Providence Resources was the first licensee in the Porcupine Basin in 2004. The energy firm holds interests in licenses all over Ireland, including the Celtic Sea Basin, the Kish Bank Basin, the Goban Spur Basin, the St. George’s Basin, the northern Porcupine Basin and the southern Porcupine Basin. The company currently has “multiple assets” ready for drilling, O’Reilly said. Off the west coast of Ireland, Providence expects to drill its 58-percent owned Spanish Point appraisal project, operated by Cairn, and the Dunquin South, Drombeg/Druid and Newgrange prospects, which have estimated P50 resources REC in excess of one billion barrels of oil equivalent each, across 2017 and 2018.

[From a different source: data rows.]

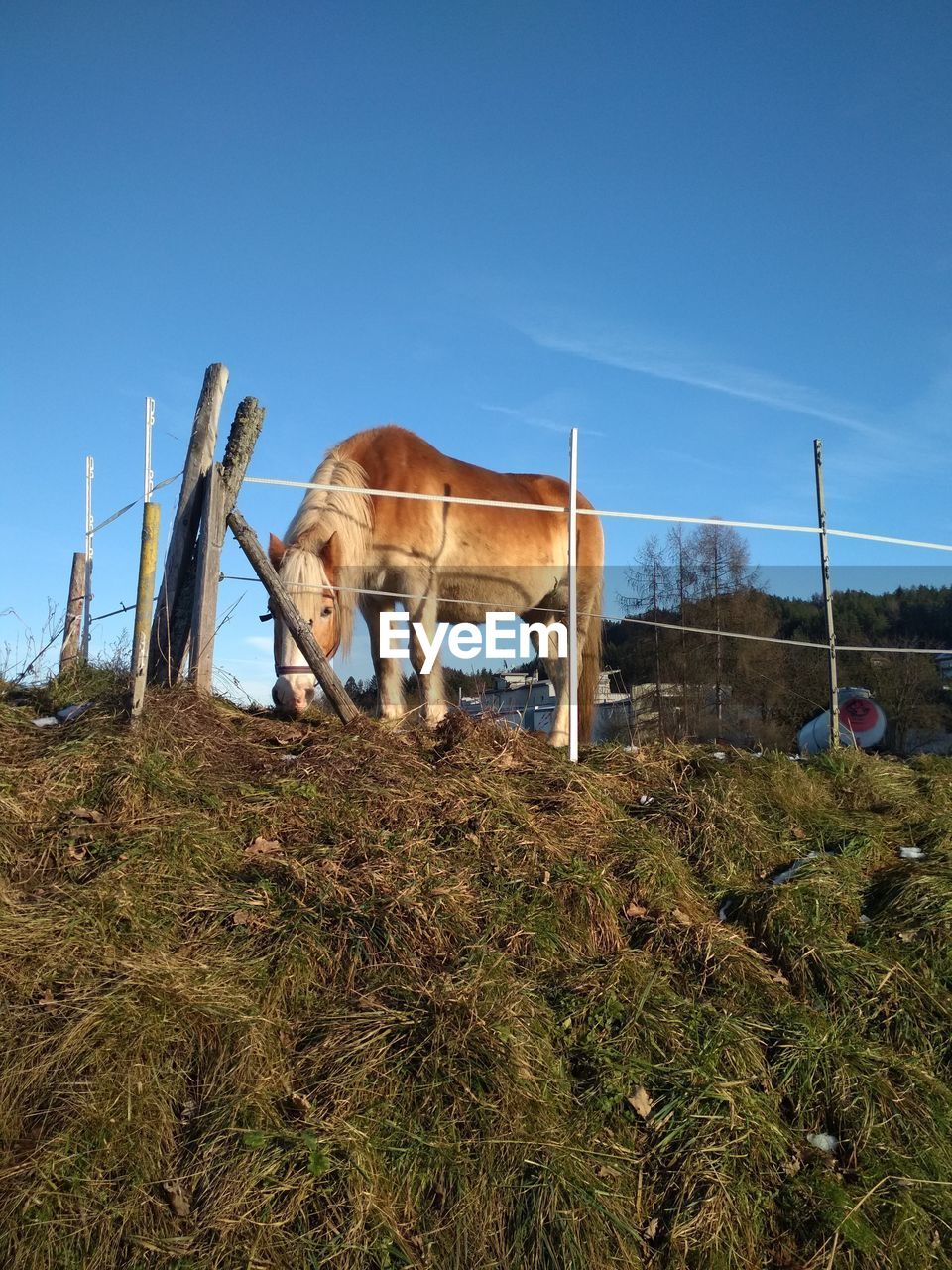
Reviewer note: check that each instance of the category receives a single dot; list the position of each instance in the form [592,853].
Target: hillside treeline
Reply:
[748,691]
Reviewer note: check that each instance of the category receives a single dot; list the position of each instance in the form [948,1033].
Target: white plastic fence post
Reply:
[87,583]
[148,481]
[572,597]
[826,595]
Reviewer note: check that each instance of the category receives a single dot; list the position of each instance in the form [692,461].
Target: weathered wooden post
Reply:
[222,486]
[287,608]
[73,612]
[173,617]
[148,559]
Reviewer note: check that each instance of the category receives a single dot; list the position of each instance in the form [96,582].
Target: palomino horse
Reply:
[456,561]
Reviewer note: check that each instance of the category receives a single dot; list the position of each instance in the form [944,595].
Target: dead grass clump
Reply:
[304,996]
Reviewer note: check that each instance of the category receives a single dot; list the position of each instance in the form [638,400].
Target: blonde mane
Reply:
[339,512]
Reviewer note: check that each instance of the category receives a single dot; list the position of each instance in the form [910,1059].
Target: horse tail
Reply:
[590,631]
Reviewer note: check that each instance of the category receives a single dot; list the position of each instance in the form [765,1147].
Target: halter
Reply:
[306,670]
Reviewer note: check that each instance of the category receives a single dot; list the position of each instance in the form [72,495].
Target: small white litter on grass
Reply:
[778,879]
[823,1141]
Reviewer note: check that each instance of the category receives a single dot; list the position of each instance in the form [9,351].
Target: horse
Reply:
[454,563]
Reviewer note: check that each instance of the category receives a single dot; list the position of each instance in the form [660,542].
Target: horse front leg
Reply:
[389,671]
[431,695]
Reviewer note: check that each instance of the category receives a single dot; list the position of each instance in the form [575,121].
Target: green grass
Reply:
[475,1010]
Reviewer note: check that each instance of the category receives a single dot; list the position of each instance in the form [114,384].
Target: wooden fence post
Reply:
[173,616]
[207,568]
[148,558]
[73,611]
[287,608]
[222,486]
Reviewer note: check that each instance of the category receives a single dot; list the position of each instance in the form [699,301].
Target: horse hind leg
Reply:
[431,693]
[557,671]
[389,671]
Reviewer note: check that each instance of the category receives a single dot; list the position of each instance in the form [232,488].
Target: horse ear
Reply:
[330,557]
[276,550]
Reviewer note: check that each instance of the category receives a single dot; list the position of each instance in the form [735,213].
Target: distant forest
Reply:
[710,686]
[746,691]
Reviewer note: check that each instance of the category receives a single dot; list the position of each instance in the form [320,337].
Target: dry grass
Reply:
[465,1006]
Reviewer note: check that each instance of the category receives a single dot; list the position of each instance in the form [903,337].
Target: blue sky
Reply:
[702,234]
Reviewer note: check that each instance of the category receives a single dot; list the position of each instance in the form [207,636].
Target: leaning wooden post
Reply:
[207,570]
[222,486]
[826,594]
[73,611]
[287,608]
[173,616]
[148,558]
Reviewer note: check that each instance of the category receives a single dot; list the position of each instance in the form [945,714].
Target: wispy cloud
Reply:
[536,421]
[627,352]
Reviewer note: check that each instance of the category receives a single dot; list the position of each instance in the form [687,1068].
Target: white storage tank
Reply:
[861,722]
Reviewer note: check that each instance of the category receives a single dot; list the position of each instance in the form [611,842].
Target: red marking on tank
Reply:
[858,715]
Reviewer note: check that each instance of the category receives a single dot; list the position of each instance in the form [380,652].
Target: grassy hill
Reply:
[290,996]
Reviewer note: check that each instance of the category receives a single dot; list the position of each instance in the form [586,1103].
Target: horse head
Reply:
[307,574]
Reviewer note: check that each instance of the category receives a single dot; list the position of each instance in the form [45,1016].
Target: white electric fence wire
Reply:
[134,503]
[607,617]
[592,511]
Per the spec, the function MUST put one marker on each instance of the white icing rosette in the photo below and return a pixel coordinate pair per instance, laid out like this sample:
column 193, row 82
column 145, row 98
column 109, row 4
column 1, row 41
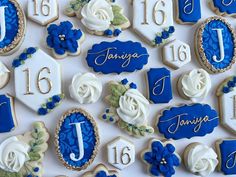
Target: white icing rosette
column 195, row 85
column 85, row 88
column 133, row 108
column 14, row 154
column 97, row 15
column 201, row 159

Looking ahead to the next decade, O’Reilly predicts that Ireland’s offshore oil and gas sector will achieve significant growth.
“We see a very much expanding oil and gas sector, with a great deal of activity planned in the years ahead,” said O’Reilly.
“Already, in the past 6 months, we have seen some major changes. The commencement of production from the Shell-operated Corrib gas field in December 2015 represented the first new exploration and production asset to be developed in over 30 years. This was followed by the huge success of the Licensing Round, which is another major new step change for Ireland and this should result in far more wells being drilled in the years ahead. Ultimately, the speed by which Ireland’s offshore oil and gas industry expands will depend, not only on oil prices, but also the success of future drilling campaigns. But with success with the drill bit, Ireland’s proximity to the North Sea and its interconnectivity to mainland Europe ensures that it has both the technical and service capabilities and markets to sell future production,” he added.
Putting to bed fears regarding the effects of a low oil price on Ireland’s flourishing oil and gas industry, O’Reilly stated that even “in this current price and cost environment, Ireland is internationally competitive.”
The Providence Chief Executive highlighted that “current applicable tax rates in Ireland [range] from a base of 25 percent to 55 percent” and stated that the sustainability of the Irish oil and gas sector is “equal to or better than the North Sea arena,” under current conditions.